A new sculpture called “Forest of the Mind” graces the campus landscape thanks to art professor Scott Fuller, who created and donated the organic-looking piece to the college.
“I wanted to start a tradition of landscape sculpture on campus,” says art professor Scott Fuller about his new “Forest of the Mind” piece on campus.
Fuller’s inspiration began with a photograph of dried echinacea vines lying on his kitchen windowsill. To ultimately form the sculpture, he manipulated the image extensively in Photoshop and transferred it onto a piece of thin stainless steel, which he then cut with a laser to create silhouetted organic shapes. The last part of the process was getting the intricate piece mounted on a granite column to display it at a height of 8 feet – with much hands-on support and cooperation from the facilities department.
“I am intrigued by the relationship between the digital photographic process and sculpture. The industrial laser cutting technology allows me to combine an organic visual structure with metal,” says Fuller, who often works with natural and renewable elements. “Forest of the Mind” maintains a fluid, animate look, and its shiny surface reflects the light and colors of the seasons.
Occupying the small triangular space in front of the distinctly unadorned service building, the sculpture lifts that corner of campus visually. Lighting will be installed for dramatic nighttime viewing, and Fuller ultimately envisions the area with benches to create a focal point around the sculpture.
Fine arts major Andrew Mockler ’12 of Saco, Maine, says the play of, and combination of, nature and man-made industrial material makes a strong environmental statement. “Overall, I enjoy the piece,” he says. “I and others in the art department are really excited to have artwork displayed permanently on campus,” he adds.

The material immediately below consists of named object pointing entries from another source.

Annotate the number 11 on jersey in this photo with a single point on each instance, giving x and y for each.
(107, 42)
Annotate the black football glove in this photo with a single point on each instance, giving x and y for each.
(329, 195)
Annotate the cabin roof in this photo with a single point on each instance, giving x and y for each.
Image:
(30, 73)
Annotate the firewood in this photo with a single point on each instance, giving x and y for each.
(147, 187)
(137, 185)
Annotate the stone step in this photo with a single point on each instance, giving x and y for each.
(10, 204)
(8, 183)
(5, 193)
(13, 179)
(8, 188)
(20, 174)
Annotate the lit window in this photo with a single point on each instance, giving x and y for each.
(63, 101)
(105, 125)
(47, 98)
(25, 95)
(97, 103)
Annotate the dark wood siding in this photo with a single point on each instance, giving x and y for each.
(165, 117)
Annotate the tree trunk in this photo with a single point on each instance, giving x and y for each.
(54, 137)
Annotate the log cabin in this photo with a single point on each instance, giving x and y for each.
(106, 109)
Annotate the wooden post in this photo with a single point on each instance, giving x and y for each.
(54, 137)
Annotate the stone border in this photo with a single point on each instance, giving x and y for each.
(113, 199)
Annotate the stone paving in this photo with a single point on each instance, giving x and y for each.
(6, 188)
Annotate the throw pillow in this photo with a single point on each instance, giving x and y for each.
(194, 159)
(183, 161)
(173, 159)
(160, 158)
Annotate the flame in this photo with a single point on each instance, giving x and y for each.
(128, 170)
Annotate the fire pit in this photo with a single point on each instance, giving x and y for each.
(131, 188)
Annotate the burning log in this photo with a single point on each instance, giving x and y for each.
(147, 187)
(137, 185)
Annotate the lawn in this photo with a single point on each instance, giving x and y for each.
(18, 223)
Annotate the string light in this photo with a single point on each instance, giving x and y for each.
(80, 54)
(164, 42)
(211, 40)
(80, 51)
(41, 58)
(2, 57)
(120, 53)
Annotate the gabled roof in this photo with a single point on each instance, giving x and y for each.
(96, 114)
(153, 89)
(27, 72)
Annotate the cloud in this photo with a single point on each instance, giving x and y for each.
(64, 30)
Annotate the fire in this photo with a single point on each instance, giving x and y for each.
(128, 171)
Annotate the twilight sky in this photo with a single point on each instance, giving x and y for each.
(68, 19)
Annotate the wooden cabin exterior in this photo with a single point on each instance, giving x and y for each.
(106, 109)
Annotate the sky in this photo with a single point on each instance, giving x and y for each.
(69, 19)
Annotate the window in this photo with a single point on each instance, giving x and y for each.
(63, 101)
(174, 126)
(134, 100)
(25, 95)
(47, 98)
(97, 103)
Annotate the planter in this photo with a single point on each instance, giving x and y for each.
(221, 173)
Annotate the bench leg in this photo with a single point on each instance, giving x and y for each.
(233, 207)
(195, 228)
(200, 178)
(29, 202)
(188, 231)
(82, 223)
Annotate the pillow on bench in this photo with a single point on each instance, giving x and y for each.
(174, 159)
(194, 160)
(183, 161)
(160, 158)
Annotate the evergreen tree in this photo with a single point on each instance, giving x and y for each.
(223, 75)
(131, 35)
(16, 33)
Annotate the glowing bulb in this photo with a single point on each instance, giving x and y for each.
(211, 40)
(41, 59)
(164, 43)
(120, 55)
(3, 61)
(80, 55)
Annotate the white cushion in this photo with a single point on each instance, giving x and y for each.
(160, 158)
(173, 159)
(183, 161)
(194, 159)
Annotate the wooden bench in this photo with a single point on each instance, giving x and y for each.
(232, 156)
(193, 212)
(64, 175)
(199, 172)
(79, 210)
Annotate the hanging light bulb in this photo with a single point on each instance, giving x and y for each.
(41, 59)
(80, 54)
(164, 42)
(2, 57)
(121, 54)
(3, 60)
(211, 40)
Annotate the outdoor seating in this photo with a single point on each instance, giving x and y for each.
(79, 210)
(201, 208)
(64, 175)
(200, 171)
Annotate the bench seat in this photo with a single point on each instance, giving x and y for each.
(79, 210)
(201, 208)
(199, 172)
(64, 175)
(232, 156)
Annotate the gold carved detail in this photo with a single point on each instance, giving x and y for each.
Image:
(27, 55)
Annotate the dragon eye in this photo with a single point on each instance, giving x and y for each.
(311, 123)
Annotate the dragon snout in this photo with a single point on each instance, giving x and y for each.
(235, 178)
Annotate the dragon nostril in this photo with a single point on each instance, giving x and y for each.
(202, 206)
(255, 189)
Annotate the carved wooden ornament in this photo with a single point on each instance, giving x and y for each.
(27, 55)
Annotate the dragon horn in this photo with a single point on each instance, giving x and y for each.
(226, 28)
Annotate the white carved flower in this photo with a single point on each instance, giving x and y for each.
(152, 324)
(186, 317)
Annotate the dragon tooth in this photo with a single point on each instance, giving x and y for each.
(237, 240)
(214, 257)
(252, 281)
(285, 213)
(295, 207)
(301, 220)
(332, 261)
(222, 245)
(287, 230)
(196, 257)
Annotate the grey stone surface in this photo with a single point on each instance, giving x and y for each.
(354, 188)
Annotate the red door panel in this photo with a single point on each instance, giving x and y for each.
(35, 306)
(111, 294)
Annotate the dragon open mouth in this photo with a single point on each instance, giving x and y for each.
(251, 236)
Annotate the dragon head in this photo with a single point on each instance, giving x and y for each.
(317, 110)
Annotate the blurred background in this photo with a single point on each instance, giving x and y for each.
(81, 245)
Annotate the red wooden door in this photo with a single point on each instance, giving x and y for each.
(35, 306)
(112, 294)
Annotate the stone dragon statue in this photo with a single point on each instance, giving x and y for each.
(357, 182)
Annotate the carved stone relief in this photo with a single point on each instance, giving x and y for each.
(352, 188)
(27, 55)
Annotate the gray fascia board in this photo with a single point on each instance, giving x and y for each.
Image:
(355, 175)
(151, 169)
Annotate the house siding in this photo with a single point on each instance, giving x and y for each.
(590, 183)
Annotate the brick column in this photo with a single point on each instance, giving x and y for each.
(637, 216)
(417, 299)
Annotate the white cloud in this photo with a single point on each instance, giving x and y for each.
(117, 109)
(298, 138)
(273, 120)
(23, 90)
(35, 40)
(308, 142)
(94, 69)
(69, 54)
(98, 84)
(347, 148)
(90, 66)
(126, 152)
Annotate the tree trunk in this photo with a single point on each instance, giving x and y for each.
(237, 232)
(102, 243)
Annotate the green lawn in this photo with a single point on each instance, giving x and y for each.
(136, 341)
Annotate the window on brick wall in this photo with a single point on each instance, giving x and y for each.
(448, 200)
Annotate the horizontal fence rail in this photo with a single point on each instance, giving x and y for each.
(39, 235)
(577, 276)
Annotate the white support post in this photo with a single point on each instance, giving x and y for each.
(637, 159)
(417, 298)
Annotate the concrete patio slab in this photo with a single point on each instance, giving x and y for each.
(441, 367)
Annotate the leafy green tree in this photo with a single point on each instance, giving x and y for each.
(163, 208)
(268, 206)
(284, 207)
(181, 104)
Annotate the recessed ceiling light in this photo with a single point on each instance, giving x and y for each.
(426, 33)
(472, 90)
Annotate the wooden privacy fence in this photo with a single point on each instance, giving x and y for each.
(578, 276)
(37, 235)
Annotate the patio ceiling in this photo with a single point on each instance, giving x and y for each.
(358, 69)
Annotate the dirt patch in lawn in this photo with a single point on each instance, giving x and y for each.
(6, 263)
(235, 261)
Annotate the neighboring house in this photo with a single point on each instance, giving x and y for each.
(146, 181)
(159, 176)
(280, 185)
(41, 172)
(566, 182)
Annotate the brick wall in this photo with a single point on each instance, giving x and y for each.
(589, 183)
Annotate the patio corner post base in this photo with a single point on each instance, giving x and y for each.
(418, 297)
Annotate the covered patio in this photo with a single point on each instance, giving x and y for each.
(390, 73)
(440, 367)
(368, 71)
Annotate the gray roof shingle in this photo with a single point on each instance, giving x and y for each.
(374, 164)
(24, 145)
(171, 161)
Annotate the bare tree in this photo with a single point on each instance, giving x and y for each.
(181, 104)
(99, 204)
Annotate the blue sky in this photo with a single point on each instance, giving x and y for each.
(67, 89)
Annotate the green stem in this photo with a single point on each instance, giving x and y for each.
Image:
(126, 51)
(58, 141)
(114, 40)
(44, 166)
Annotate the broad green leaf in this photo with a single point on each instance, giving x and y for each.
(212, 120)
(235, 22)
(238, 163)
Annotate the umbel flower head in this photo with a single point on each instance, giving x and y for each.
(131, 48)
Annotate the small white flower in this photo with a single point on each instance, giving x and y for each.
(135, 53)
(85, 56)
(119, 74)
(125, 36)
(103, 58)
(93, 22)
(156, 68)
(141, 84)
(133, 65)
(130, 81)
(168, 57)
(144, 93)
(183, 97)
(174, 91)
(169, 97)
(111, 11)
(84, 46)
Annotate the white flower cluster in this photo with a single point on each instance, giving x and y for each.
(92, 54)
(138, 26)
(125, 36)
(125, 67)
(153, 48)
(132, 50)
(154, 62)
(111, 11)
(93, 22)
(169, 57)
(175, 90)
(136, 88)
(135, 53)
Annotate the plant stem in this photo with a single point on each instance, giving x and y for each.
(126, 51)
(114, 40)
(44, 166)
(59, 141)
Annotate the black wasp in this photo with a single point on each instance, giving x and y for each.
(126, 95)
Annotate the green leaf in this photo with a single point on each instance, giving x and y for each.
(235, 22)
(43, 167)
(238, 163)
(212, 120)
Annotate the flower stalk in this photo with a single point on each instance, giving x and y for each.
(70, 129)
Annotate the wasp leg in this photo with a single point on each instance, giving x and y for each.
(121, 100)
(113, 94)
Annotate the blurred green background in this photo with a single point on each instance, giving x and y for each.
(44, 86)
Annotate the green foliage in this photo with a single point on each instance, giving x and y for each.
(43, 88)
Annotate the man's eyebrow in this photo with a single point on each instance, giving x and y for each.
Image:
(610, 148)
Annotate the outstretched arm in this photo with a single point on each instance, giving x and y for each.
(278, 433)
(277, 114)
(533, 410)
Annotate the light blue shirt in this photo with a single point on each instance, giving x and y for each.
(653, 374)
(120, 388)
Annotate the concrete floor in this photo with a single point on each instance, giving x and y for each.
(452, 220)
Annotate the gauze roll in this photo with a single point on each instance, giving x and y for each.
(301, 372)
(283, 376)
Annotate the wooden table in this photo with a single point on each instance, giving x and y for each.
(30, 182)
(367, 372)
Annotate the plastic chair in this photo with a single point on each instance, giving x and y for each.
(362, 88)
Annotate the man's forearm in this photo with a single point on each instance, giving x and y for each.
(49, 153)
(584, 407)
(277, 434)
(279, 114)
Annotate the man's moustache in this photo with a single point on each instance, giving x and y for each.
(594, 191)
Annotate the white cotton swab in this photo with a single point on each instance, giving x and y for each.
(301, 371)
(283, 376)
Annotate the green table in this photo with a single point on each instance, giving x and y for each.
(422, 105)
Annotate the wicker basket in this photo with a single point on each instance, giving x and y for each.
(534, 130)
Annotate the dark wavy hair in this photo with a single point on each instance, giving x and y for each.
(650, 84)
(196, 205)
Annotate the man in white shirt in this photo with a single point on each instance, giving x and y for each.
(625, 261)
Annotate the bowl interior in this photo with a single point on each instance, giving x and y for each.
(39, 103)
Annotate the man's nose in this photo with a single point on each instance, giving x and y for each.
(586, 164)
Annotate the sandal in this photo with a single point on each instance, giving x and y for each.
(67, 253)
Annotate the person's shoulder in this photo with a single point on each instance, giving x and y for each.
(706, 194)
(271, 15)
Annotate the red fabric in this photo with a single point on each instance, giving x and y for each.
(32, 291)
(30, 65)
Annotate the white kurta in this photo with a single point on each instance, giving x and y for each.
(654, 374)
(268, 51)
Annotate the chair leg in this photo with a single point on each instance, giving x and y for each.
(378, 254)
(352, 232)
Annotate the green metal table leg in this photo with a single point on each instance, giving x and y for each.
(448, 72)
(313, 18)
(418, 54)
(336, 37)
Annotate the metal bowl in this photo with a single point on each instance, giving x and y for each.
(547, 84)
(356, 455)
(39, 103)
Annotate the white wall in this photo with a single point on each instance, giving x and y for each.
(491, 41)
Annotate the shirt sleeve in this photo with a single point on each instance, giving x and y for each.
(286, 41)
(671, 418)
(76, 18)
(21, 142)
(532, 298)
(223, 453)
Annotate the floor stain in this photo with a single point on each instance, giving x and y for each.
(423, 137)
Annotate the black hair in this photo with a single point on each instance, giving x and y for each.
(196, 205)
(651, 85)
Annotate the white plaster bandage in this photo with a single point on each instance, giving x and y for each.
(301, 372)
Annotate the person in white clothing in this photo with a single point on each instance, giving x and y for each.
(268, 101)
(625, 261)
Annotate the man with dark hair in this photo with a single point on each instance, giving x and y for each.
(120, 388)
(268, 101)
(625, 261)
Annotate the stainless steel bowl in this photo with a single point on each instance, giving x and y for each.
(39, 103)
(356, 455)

Philosophy professor Sister Patricia Flynn, RSM, Ph.D., says she appreciates the beauty of the sculpture and how it brings a different sense to the campus itself. “The presence of the sculpture makes the campus ‘feel’ more like a college campus to me,” she says. “I think that outdoor sculpture is particularly important, since we can ‘live’ with it, day in and day out, in all kinds of weather and contemplate how the seasons change both us and the artwork.”
Fuller says he wants to find ways for people to invest in sculpture for the campus. “There are so many great places for sculpture here,” he adds.